[EM] Markov chain approaches
Jobst Heitzig
heitzig-j at web.de
Sun May 16 03:41:05 PDT 2004
Some addition:
The second and third example I gave seem to be related to another
Markov-chain method studied by Giora Slutzki and Oscar Volij (Scoring of
web pages and tournaments - axiomatizations, Working paper, Iowa State
University, 2003. Cited after Giora Slutzki and Oscar Volij: Ranking
Participants in Generalized Tournaments, 2003,
http://volij.co.il/publications/papers/ordinalrank3.pdf) and before by
Levchenkov.
Their "fair-bets method" (= Levchenkov's "self-consistent rule")
corresponds to putting
pBA := no. of voters prefering B to A, divided by the sum of those
numbers summed over all B.
They not only choose a winner but rank the options according to their
limit probability. As with my second example, I'm not sure whether the
winner is always in the Smith set.
Interestingly, they characterize this method as the *unique* method
(among all methods constructing a *quasi-order* on the options)
satisfying six axioms they call "dominance", "quasi-completeness",
"separability", "anonymity", "neutrality", and "negative responsiveness
to losses".
"Dominance" seems to say that when there is a beatpath from A to B, but
none from B to A, A must end up above B.
"Quasi-completeness" seems to say that A may only end up incomparable to
B when neither has a beatpath to the other.
"Separability" seems to say that the ranking can be computed
independently in "leagues", which are the maximal classes of options in
which each has a beatpath to each other.
"Anonymity" is just what we know under the name.
If I understand these four axioms right, it seems to me that Tideman and
River fulfil them, hence the crucial point must be the other two axioms:
"Neutrality": Now this is something I did not understand yet.
Quote:
"Neutrality requires that if two problems are such that the ranking
method cannot rank any player [that is, any option!
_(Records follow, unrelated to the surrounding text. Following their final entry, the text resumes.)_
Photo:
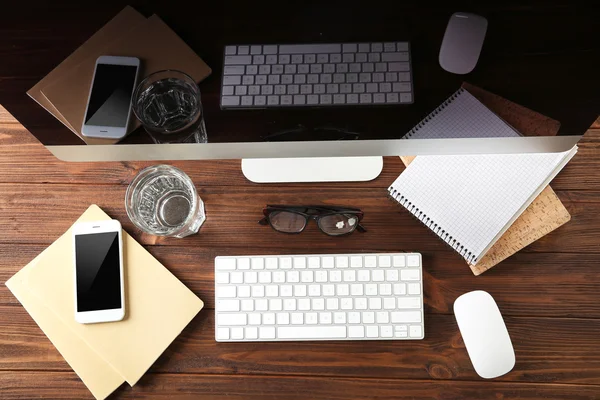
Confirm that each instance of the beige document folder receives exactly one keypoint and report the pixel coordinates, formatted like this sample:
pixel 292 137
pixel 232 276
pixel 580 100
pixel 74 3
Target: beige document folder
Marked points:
pixel 158 307
pixel 114 30
pixel 156 45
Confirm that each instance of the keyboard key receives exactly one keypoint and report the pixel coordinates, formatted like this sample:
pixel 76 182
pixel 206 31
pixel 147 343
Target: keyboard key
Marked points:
pixel 311 318
pixel 233 70
pixel 312 332
pixel 299 290
pixel 266 332
pixel 307 276
pixel 413 260
pixel 382 317
pixel 223 333
pixel 354 317
pixel 327 262
pixel 364 275
pixel 414 288
pixel 373 331
pixel 391 275
pixel 251 333
pixel 375 303
pixel 286 291
pixel 399 288
pixel 297 318
pixel 349 276
pixel 406 316
pixel 303 304
pixel 415 331
pixel 318 304
pixel 244 291
pixel 289 304
pixel 357 289
pixel 409 302
pixel 389 303
pixel 232 319
pixel 339 317
pixel 409 275
pixel 283 318
pixel 268 318
pixel 358 88
pixel 238 60
pixel 226 291
pixel 332 304
pixel 386 331
pixel 356 331
pixel 228 305
pixel 328 290
pixel 247 305
pixel 377 275
pixel 237 333
pixel 261 305
pixel 385 289
pixel 222 277
pixel 371 289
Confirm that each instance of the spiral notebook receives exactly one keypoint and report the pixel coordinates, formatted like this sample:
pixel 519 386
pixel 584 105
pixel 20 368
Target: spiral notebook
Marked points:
pixel 469 201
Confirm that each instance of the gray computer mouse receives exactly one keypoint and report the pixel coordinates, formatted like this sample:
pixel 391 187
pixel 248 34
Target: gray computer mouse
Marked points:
pixel 462 42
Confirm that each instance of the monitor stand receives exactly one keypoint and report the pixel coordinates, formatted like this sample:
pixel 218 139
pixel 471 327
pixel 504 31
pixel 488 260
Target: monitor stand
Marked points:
pixel 312 169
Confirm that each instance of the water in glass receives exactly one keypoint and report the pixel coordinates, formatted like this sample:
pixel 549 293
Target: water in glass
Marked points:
pixel 163 201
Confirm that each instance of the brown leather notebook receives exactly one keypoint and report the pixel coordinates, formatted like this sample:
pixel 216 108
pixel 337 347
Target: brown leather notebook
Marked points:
pixel 114 30
pixel 546 212
pixel 152 41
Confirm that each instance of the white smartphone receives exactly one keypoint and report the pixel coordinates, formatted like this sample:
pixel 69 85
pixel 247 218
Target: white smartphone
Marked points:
pixel 108 110
pixel 98 265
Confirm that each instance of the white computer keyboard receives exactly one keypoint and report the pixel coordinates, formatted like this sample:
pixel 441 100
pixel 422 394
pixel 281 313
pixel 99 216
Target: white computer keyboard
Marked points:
pixel 319 297
pixel 336 74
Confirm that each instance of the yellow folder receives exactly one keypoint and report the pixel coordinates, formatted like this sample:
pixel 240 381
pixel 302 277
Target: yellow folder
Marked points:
pixel 158 307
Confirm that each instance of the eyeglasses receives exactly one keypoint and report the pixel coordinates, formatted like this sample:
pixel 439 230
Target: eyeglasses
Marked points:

JH] above another,
then the ranking method should still be unable to rank one player above
another when considering the two problems together as a single problem.
And conversely, if two problems are such that in the first one the
ranking method does not rank one player above another, but in the second
problem there are two players that are strictly ordered, then it must be
the case that, when considering the two problems together, there are at
least two players that are ranked one above the other."
At least this seems to apply only in rare cases, where the method fails
to construct any strict ranking at all...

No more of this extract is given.